Worse yet, there are good reasons to believe that high unemployment is undermining our future growth as well, as the long-term unemployed come to be considered unemployable, as investment falters in the face of inadequate sales.

So what can be done? The panic over the fiscal cliff has been revelatory. It shows that even the deficit scolds are closet Keynesians. That is, they believe that right now spending cuts and tax hikes would destroy jobs; it’s impossible to make that claim while denying that temporary spending increases and tax cuts would create jobs. Yes, our still-depressed economy needs more fiscal stimulus.

And, to his credit, President Obama did include a modest amount of stimulus in his initial budget offer; the White House, at least, hasn’t completely forgotten about the unemployed. Unfortunately, almost nobody expects those stimulus plans to be included in whatever deal is eventually reached.

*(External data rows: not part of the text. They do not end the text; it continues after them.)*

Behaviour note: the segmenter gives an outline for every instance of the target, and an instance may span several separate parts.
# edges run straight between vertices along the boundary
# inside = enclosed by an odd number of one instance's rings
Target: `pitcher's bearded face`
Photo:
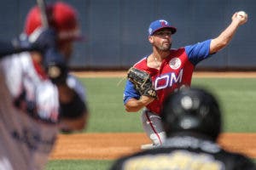
[[[154,33],[152,44],[157,49],[168,51],[172,47],[172,31],[163,29]]]

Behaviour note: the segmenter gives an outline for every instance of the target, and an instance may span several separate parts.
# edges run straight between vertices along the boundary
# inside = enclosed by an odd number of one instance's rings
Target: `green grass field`
[[[123,106],[121,78],[82,78],[87,89],[90,120],[84,133],[143,132],[139,113]],[[255,133],[256,78],[194,78],[193,86],[212,91],[224,112],[224,132]],[[47,170],[103,170],[113,161],[50,161]],[[255,160],[256,162],[256,160]]]

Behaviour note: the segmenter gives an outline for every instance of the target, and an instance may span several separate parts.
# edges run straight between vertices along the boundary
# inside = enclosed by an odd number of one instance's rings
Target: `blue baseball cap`
[[[155,31],[162,29],[162,28],[169,28],[172,34],[174,34],[177,29],[172,26],[171,23],[165,20],[158,20],[152,22],[148,27],[148,35],[152,36]]]

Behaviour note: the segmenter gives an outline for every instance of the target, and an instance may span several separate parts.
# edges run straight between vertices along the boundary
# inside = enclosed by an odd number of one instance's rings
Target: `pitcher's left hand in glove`
[[[141,95],[157,99],[156,91],[154,89],[150,75],[146,71],[131,67],[127,73],[127,78],[131,81]]]

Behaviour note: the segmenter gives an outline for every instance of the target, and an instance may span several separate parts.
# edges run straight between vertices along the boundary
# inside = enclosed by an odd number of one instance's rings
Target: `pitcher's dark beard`
[[[160,51],[169,51],[171,49],[172,47],[172,43],[170,43],[170,45],[168,47],[163,47],[163,46],[155,46],[155,48],[160,50]]]

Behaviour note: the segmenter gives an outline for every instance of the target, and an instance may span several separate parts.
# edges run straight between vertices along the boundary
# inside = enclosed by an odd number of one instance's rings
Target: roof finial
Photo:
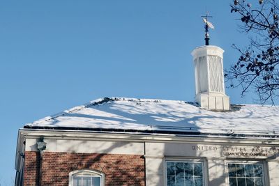
[[[205,15],[202,16],[202,20],[205,23],[204,29],[205,29],[205,45],[209,45],[209,28],[214,29],[214,26],[207,20],[209,17],[213,17],[212,16],[209,16],[209,13],[206,12]]]

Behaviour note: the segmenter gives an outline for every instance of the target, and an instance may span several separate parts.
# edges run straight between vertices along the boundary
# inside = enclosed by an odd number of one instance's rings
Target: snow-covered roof
[[[224,112],[201,109],[183,101],[105,98],[28,123],[24,127],[277,138],[279,107],[232,105],[231,111]]]

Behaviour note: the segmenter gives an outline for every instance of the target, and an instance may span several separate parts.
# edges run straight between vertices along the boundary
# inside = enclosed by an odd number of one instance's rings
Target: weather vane
[[[212,16],[209,16],[209,13],[206,13],[206,15],[202,16],[204,22],[205,23],[204,29],[205,29],[205,45],[209,45],[209,28],[214,29],[214,26],[207,20],[209,17],[213,17]]]

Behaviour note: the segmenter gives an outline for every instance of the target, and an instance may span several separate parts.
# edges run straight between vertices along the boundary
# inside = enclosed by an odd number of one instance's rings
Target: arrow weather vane
[[[206,13],[206,15],[202,16],[202,20],[205,23],[204,29],[205,29],[205,45],[209,45],[209,28],[214,29],[214,26],[207,20],[209,17],[213,17],[212,16],[209,16],[209,13]]]

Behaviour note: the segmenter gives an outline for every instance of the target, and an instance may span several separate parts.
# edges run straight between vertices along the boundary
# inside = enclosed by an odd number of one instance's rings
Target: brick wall
[[[38,185],[38,152],[25,153],[24,185]],[[68,185],[69,173],[91,169],[105,175],[105,186],[144,186],[144,160],[140,155],[44,152],[42,185]]]

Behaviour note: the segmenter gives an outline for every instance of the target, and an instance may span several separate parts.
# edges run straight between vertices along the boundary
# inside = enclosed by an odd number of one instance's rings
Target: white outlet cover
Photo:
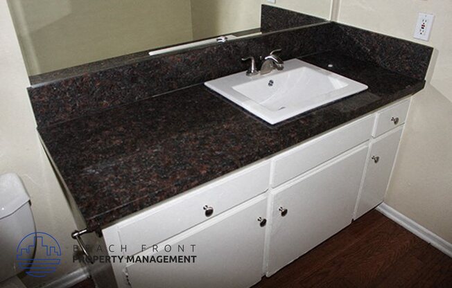
[[[433,14],[419,13],[414,37],[420,40],[428,41],[434,18],[435,15]]]

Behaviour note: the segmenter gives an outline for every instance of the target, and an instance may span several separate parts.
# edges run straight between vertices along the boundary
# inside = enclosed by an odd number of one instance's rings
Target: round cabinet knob
[[[259,226],[261,227],[264,227],[267,224],[267,219],[262,218],[261,217],[257,218],[257,221],[259,222]]]
[[[288,212],[287,209],[285,208],[279,207],[279,212],[281,212],[281,216],[284,217],[287,215],[287,213]]]
[[[214,208],[206,205],[203,207],[206,217],[211,217],[214,214]]]

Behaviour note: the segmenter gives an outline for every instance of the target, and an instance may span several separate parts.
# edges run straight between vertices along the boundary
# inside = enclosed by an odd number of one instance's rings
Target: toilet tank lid
[[[28,201],[30,197],[17,174],[0,175],[0,219],[14,213]]]

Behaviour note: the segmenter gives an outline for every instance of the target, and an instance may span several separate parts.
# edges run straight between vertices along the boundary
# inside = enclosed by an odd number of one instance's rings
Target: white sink
[[[297,59],[264,75],[240,72],[205,83],[270,124],[367,89],[367,86]]]

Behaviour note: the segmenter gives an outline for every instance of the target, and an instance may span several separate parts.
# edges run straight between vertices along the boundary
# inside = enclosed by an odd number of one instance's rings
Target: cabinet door
[[[381,202],[386,193],[403,127],[377,138],[370,145],[370,153],[363,188],[354,219],[358,219]]]
[[[367,154],[357,147],[272,195],[268,276],[351,222]]]
[[[134,263],[128,280],[137,287],[248,287],[262,276],[266,197],[259,197],[162,244],[173,252],[139,255],[195,255],[191,263]],[[195,244],[194,252],[191,245]],[[160,246],[160,245],[159,245]],[[179,246],[184,251],[178,252]],[[159,247],[160,250],[160,247]]]

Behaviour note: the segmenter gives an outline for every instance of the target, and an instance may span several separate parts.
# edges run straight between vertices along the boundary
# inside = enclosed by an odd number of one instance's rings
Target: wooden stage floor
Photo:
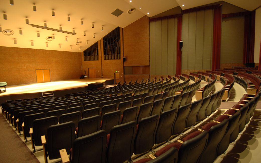
[[[82,88],[88,86],[88,84],[90,83],[96,82],[103,83],[105,80],[112,79],[113,80],[113,79],[91,78],[87,79],[87,80],[75,79],[10,86],[8,86],[8,83],[7,86],[6,87],[6,92],[2,92],[1,94],[0,94],[0,96],[10,95],[37,93]],[[86,83],[87,84],[86,84]],[[4,89],[3,88],[1,88],[2,90]]]

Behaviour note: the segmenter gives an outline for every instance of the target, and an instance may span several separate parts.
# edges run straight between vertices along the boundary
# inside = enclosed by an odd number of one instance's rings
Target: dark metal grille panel
[[[121,42],[120,27],[116,28],[103,38],[104,60],[121,59]]]
[[[96,42],[83,52],[84,61],[99,59],[98,42]]]

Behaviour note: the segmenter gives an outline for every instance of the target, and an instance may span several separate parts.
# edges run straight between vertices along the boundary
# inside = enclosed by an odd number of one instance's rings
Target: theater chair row
[[[220,82],[224,85],[223,88],[226,89],[222,98],[222,100],[225,101],[230,96],[231,90],[235,81],[233,76],[228,74],[225,74],[224,76],[220,76]]]
[[[213,77],[215,76],[213,76]],[[196,99],[198,100],[208,96],[213,90],[216,80],[215,79],[211,82],[207,84],[203,88],[195,91]]]
[[[251,74],[239,72],[237,75],[234,75],[236,81],[243,86],[248,93],[255,94],[260,86],[261,81],[259,78]]]

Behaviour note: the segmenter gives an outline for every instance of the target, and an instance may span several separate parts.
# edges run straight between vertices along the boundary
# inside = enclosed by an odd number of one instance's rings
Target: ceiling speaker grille
[[[115,10],[115,11],[112,12],[112,13],[111,13],[111,14],[116,16],[117,17],[118,17],[120,15],[121,15],[121,14],[123,13],[123,11],[122,11],[121,10],[119,9],[117,9]]]
[[[3,34],[7,36],[10,36],[14,34],[14,31],[11,29],[5,29],[2,32]]]

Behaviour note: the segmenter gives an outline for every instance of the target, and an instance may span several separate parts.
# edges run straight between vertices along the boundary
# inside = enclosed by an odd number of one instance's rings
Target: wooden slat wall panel
[[[136,66],[133,67],[134,75],[150,75],[150,66]]]

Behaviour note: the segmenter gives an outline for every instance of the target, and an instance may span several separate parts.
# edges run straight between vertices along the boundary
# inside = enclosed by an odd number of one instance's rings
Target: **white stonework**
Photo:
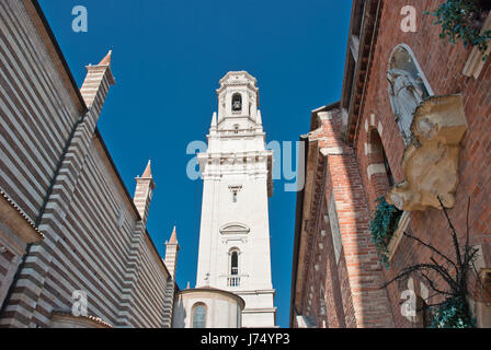
[[[265,149],[258,91],[244,71],[227,73],[217,90],[208,150],[198,154],[204,189],[196,287],[240,295],[243,327],[274,327],[267,210],[273,153]]]

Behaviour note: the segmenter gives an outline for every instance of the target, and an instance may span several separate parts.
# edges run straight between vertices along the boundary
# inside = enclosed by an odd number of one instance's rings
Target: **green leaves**
[[[463,298],[449,298],[443,304],[430,308],[430,328],[476,328],[469,305]]]
[[[399,225],[402,212],[395,206],[387,203],[384,197],[377,198],[378,208],[370,221],[372,240],[380,255],[380,261],[388,266],[388,246],[395,231]]]
[[[475,46],[482,54],[488,50],[491,31],[480,34],[479,21],[482,10],[476,0],[447,0],[435,12],[426,11],[425,14],[436,18],[432,24],[442,26],[442,39],[448,38],[452,44],[460,40],[466,48],[469,45]],[[488,55],[483,57],[483,60],[487,59]]]

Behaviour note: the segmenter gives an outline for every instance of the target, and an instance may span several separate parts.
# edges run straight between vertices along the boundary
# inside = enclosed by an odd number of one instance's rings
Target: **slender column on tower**
[[[178,233],[174,226],[171,238],[165,242],[165,266],[171,273],[172,278],[175,278],[175,268],[178,265],[178,253],[181,247],[178,242]]]

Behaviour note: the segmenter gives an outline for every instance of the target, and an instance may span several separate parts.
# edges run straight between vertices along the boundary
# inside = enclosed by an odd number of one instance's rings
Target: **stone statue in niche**
[[[455,207],[460,141],[467,131],[461,95],[432,96],[414,112],[411,142],[404,150],[406,179],[386,196],[399,210]]]
[[[404,70],[387,71],[389,96],[396,121],[399,125],[406,144],[411,141],[411,122],[414,110],[423,102],[424,91],[421,84]]]

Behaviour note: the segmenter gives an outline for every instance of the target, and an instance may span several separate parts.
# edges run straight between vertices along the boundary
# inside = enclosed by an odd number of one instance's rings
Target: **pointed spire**
[[[145,168],[144,175],[141,175],[142,178],[152,178],[151,176],[151,161],[148,161],[147,167]]]
[[[214,114],[213,114],[213,118],[212,118],[212,128],[216,128],[218,126],[218,122],[217,122],[217,113],[215,112]]]
[[[175,230],[175,226],[174,226],[174,230],[172,231],[172,235],[171,235],[171,238],[169,240],[169,244],[179,244],[178,243],[178,232]]]
[[[107,55],[102,59],[102,61],[98,66],[111,66],[111,56],[113,50],[110,50]]]

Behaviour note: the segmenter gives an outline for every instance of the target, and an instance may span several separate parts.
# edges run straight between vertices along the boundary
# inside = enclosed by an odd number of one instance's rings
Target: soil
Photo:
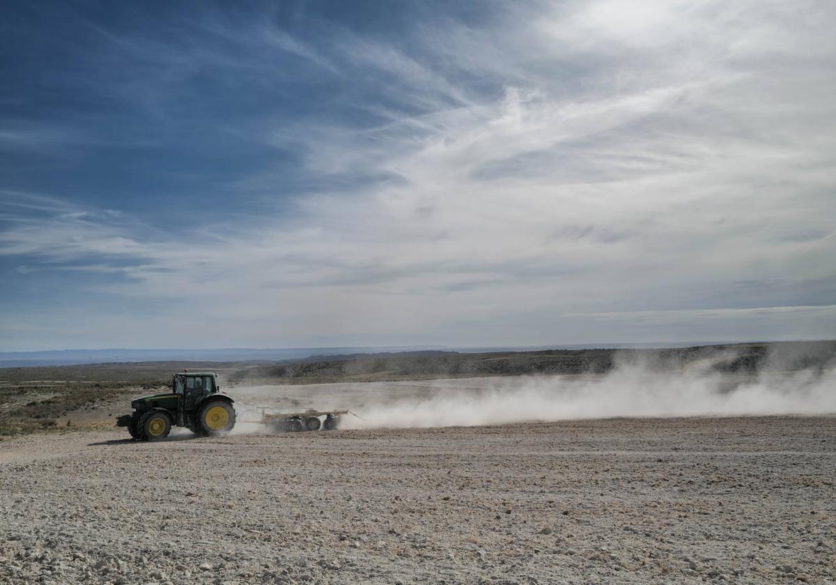
[[[0,582],[832,583],[834,431],[780,416],[13,437]]]

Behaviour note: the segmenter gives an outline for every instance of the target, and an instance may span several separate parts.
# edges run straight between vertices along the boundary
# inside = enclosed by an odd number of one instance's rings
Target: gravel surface
[[[0,582],[836,582],[836,418],[0,443]]]

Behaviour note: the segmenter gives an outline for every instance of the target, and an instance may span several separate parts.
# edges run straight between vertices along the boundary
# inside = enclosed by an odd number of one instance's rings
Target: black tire
[[[209,400],[201,407],[197,424],[203,435],[222,437],[235,426],[235,409],[226,400]]]
[[[151,410],[140,419],[139,428],[145,440],[162,440],[171,430],[171,417],[164,410]]]

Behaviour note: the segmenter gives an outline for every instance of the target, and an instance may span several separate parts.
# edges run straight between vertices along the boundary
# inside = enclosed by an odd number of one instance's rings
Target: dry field
[[[0,442],[0,582],[836,582],[836,417],[124,436]]]

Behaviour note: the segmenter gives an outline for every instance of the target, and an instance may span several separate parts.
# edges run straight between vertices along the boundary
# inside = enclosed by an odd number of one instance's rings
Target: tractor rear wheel
[[[197,424],[204,435],[222,436],[235,426],[235,409],[225,400],[210,400],[201,409]]]
[[[161,440],[171,430],[171,418],[161,410],[151,410],[140,419],[140,430],[145,440]]]

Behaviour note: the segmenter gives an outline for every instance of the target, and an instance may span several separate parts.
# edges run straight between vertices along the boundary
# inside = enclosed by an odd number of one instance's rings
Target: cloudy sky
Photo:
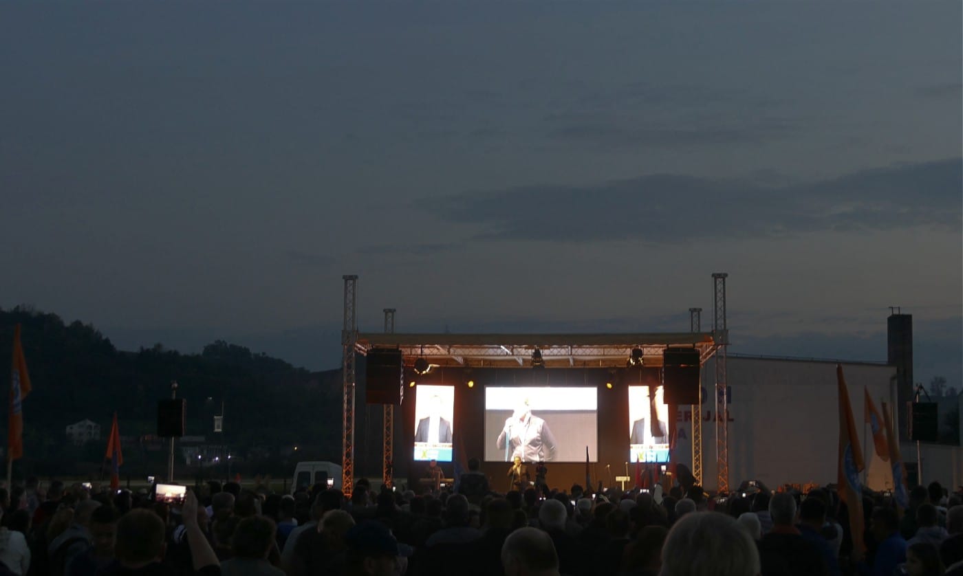
[[[960,380],[961,5],[4,3],[0,306],[338,364],[685,331]]]

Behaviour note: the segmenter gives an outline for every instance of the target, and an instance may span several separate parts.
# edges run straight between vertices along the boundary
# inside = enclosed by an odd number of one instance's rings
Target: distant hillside
[[[307,448],[299,454],[302,458],[339,458],[340,370],[309,372],[221,340],[200,354],[180,354],[162,344],[118,351],[90,324],[65,324],[56,314],[15,308],[0,309],[4,374],[11,373],[16,323],[22,326],[33,383],[23,408],[25,458],[18,465],[37,464],[38,470],[53,468],[48,473],[57,473],[58,461],[99,462],[106,439],[83,450],[65,445],[66,425],[84,418],[99,423],[105,438],[114,412],[123,437],[155,434],[157,401],[170,396],[172,380],[178,383],[178,397],[187,399],[187,434],[222,438],[218,441],[231,446],[239,464],[246,451],[276,457],[296,443]],[[10,386],[9,380],[3,382]],[[220,413],[221,401],[224,436],[215,437],[213,416]],[[5,437],[7,411],[2,413],[0,434]],[[125,465],[127,461],[136,463],[137,450],[125,450],[130,453],[124,454]]]

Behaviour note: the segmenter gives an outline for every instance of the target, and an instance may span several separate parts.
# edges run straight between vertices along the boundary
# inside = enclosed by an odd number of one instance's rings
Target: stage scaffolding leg
[[[702,330],[702,309],[689,309],[689,330],[698,333]],[[702,365],[699,365],[699,403],[690,407],[692,414],[692,476],[695,484],[702,484]]]
[[[342,278],[345,281],[345,321],[341,331],[341,379],[344,388],[341,489],[345,496],[351,497],[354,488],[354,345],[357,342],[354,313],[358,277],[351,274]]]
[[[715,288],[716,317],[713,324],[713,338],[717,346],[716,351],[716,489],[729,492],[729,410],[728,389],[726,388],[726,345],[729,331],[726,328],[725,313],[725,272],[713,274]]]
[[[384,309],[384,333],[395,333],[394,308]],[[395,406],[393,404],[384,405],[382,423],[384,425],[382,435],[384,448],[381,459],[381,483],[390,487],[394,485],[395,476]]]

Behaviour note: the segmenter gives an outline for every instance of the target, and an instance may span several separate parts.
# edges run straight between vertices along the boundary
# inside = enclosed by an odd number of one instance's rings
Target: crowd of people
[[[865,553],[831,487],[665,488],[499,492],[477,460],[450,490],[362,480],[348,498],[210,482],[170,505],[32,479],[0,488],[0,576],[963,574],[963,499],[938,483],[905,511],[865,493]]]

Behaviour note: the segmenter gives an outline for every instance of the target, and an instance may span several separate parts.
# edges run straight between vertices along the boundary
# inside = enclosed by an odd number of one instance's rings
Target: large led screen
[[[455,388],[418,385],[415,390],[414,459],[452,462]]]
[[[595,388],[501,388],[484,390],[484,459],[511,462],[596,461]]]
[[[661,386],[629,387],[629,462],[668,462],[668,406]]]

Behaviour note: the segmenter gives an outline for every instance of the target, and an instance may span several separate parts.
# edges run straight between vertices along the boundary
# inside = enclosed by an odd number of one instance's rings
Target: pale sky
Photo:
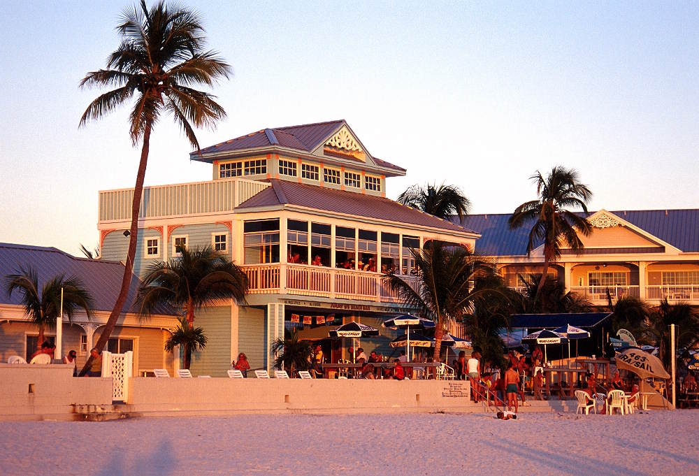
[[[699,4],[194,1],[235,70],[229,117],[202,147],[264,127],[344,118],[415,183],[461,187],[473,212],[535,198],[561,164],[591,208],[699,206]],[[355,4],[356,3],[356,4]],[[134,186],[127,108],[78,129],[129,1],[5,0],[0,31],[0,241],[92,247],[98,191]],[[146,185],[207,180],[169,119]]]

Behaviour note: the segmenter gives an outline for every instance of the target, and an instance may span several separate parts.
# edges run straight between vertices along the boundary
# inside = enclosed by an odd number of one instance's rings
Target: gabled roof
[[[48,280],[62,274],[66,277],[78,277],[92,295],[96,311],[112,310],[124,275],[124,265],[118,261],[76,258],[54,247],[0,243],[0,280],[3,280],[6,275],[18,273],[21,268],[27,270],[29,267],[38,275],[39,287]],[[140,284],[138,277],[131,278],[124,312],[136,312],[133,303]],[[8,296],[3,287],[0,289],[0,304],[20,305],[21,296],[15,291]],[[157,313],[176,314],[165,306]]]
[[[317,185],[272,179],[271,187],[241,203],[237,211],[257,207],[297,206],[375,218],[388,222],[437,228],[450,231],[473,233],[451,222],[401,205],[382,196],[345,192]]]
[[[596,212],[590,212],[591,216]],[[699,209],[637,210],[609,212],[644,230],[656,238],[686,252],[699,252]],[[582,215],[582,213],[579,215]],[[507,224],[510,213],[470,215],[461,223],[481,234],[476,241],[476,251],[489,256],[526,254],[530,227],[511,230]],[[541,245],[537,243],[535,248]]]
[[[303,152],[310,153],[320,145],[324,140],[343,125],[347,125],[344,119],[326,122],[315,122],[300,126],[287,126],[285,127],[275,127],[264,129],[249,134],[246,136],[236,137],[226,142],[211,145],[201,149],[201,154],[213,154],[222,152],[233,152],[257,147],[268,147],[275,145],[295,149]],[[193,160],[210,162],[212,159],[203,157],[199,153],[193,152],[189,154]],[[398,167],[384,160],[372,157],[374,161],[380,167],[390,168],[398,172],[405,173],[405,169]]]

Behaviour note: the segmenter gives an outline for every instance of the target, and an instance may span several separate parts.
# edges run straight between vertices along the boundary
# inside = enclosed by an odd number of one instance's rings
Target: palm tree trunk
[[[109,340],[112,331],[114,331],[114,326],[117,324],[117,320],[122,313],[122,309],[129,294],[129,287],[131,286],[132,271],[134,270],[134,260],[136,258],[136,245],[138,239],[138,212],[140,209],[140,196],[143,192],[143,181],[145,178],[145,168],[148,164],[148,152],[150,147],[150,129],[151,124],[147,124],[145,130],[143,131],[143,146],[140,150],[140,161],[138,163],[138,172],[136,176],[136,187],[134,188],[134,201],[131,203],[131,224],[129,231],[129,251],[127,253],[127,261],[124,266],[124,277],[122,278],[122,287],[119,290],[119,296],[117,301],[114,303],[114,308],[109,315],[109,319],[104,325],[104,330],[99,336],[99,340],[95,344],[99,352],[101,352],[104,346]],[[80,376],[85,375],[92,363],[93,357],[92,355],[87,359],[82,370],[80,370]]]

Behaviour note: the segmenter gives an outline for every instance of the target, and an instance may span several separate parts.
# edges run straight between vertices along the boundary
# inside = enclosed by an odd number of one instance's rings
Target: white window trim
[[[150,240],[157,240],[158,242],[158,252],[155,254],[148,254],[148,241]],[[143,237],[143,259],[155,259],[159,258],[161,254],[162,254],[162,248],[160,246],[161,240],[159,236],[144,236]]]
[[[229,247],[228,231],[212,231],[211,232],[211,247],[216,250],[216,237],[224,235],[226,237],[226,249],[223,251],[228,253],[231,249]]]
[[[175,238],[185,238],[185,243],[186,243],[185,246],[187,248],[189,247],[189,235],[173,235],[171,237],[171,240],[172,240],[172,252],[173,252],[172,256],[173,257],[175,257],[175,258],[179,258],[180,256],[180,253],[178,252],[177,250],[175,249]]]

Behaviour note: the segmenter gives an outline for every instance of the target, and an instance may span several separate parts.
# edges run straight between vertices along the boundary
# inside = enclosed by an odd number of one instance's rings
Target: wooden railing
[[[161,218],[231,212],[269,184],[243,178],[157,185],[143,188],[139,217]],[[134,189],[99,192],[99,221],[131,219]]]
[[[299,264],[259,264],[243,266],[254,294],[285,293],[338,299],[396,303],[398,294],[379,273],[353,271]],[[284,279],[282,280],[282,278]],[[403,279],[411,285],[417,280]]]

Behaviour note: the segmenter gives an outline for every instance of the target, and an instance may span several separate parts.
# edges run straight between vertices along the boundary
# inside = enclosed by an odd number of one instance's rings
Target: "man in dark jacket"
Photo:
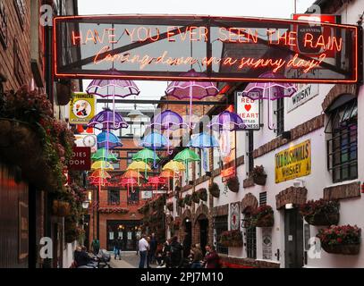
[[[152,236],[150,238],[150,250],[149,250],[149,262],[151,264],[156,262],[156,251],[157,251],[157,247],[158,246],[158,241],[156,239],[156,234],[152,233]]]
[[[114,240],[114,254],[115,254],[115,260],[116,260],[117,257],[119,257],[119,259],[122,260],[122,244],[123,244],[123,240],[122,240],[121,237],[119,237],[117,240],[115,239]]]
[[[181,267],[183,262],[182,256],[182,247],[180,242],[178,242],[178,238],[174,236],[172,239],[171,243],[171,267],[178,268]]]

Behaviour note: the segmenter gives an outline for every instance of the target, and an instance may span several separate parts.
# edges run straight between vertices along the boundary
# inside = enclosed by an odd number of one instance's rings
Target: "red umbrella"
[[[147,186],[156,188],[156,190],[158,190],[159,186],[164,186],[166,183],[166,180],[162,177],[149,177],[148,178]]]

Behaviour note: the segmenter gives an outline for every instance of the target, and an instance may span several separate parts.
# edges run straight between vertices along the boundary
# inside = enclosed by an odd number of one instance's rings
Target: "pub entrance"
[[[137,237],[140,236],[140,221],[107,221],[106,248],[114,250],[114,240],[122,239],[122,251],[136,251]]]
[[[303,266],[303,218],[298,208],[284,212],[285,268]]]

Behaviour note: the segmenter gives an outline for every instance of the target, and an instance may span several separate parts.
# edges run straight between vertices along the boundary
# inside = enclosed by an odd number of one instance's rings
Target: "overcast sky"
[[[314,0],[296,0],[297,13],[304,13]],[[213,16],[254,16],[291,19],[294,0],[79,0],[79,13],[123,14],[205,14]],[[161,97],[166,82],[138,81],[144,95]],[[87,83],[85,84],[87,87]]]

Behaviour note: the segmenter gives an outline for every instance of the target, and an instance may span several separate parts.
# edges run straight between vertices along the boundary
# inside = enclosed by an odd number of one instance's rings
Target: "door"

So why aren’t we helping the unemployed? It’s not because we can’t afford it. Given those ultralow borrowing costs, plus the damage unemployment is doing to our economy and hence to the tax base, you can make a pretty good case that spending more to create jobs now would actually improve our long-run fiscal position.

Nor, I think, is it really ideology. Even Republicans, when opposing cuts in defense spending, immediately start talking about how such cuts would destroy jobs — and I’m sorry, but weaponized Keynesianism, the assertion that government spending creates jobs, but only if it goes to the military, doesn’t make sense.

No, in the end it’s hard to avoid concluding that it’s about class. Influential people in Washington aren’t worried about losing their jobs; by and large they don’t even know anyone who’s unemployed. The plight of the unemployed simply doesn’t loom large in their minds — and, of course, the unemployed don’t hire lobbyists or make big campaign contributions.

So the unemployment crisis goes on and on, even though we have both the knowledge and the means to solve it. It’s a vast tragedy — and it’s also an outrage.